Special Olympians compete in Sport Classic

Chris Wood expects the Blue Jays to win its softball division at this weekend’s Special Olympics 2008 Summer Sport Classic, otherwise known as the state tournament, in Everett.

  • Friday, August 22, 2008 1:08am
  • Life

The Renton Recreation Blue Jays are one of three Renton Special Olympics softball teams competing this weekend in the Special Olympics 2008 Summer Sport Classic

Chris Wood expects the Blue Jays to win its softball division at this weekend’s Special Olympics 2008 Summer Sport Classic, otherwise known as the state tournament, in Everett.

“Oh yeah,” he says. “I think we will, but I’m not sure.”

Wood, 59, and of downtown Renton, has played softball for a Renton Special Olympics team for so long, he has lost count of the years.

Probably about 15 years, says Sean Claggett, head of Renton’s Specialized Recreation Program.

Same for his teammate, James Woolett, 37, also of Renton.

“I just like playing softball,” Woolett says. “And being with my friends.”

Woolett, who has Down syndrome, plays catcher and left field for the Renton Recreation Blue Jays. Wood plays “pitcher, backstop, outfield, any position.”

“I love it,” he says. “I like pitching — trying to get those guys out.”

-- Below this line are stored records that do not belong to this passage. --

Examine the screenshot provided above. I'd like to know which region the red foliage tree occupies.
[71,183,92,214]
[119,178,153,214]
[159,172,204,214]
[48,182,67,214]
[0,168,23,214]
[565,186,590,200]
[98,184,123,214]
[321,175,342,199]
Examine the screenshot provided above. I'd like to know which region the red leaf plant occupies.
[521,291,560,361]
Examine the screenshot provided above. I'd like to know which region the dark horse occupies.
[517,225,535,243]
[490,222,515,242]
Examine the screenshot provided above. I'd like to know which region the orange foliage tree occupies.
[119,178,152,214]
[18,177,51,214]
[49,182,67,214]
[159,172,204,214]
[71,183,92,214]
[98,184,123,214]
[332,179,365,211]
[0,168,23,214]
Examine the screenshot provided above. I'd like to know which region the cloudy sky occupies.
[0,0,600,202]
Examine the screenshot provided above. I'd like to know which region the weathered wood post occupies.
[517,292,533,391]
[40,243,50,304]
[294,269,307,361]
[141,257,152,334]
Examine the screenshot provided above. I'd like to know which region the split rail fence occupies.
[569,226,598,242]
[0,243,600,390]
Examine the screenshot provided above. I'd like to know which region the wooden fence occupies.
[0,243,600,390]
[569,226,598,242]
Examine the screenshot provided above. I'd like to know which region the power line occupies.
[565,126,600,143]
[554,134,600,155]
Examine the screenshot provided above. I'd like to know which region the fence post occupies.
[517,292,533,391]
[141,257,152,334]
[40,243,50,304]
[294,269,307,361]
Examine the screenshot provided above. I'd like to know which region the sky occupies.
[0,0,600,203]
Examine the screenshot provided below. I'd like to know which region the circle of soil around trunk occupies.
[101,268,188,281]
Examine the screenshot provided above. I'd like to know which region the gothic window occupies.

Three of Renton’s six Special Olympics softball teams will be trying to “get those guys out” at this weekend’s state tournament. The two-day contest is double elimination, so if the teams win Saturday, they continue Sunday.

The tournament should be a good contest for all three teams, says Colin Edwards, one of nine coaches for Renton’s Special Olympics softball. Renton’s teams go against first-place finishers from the state’s four regions: King County, Northwest, Southwest and East.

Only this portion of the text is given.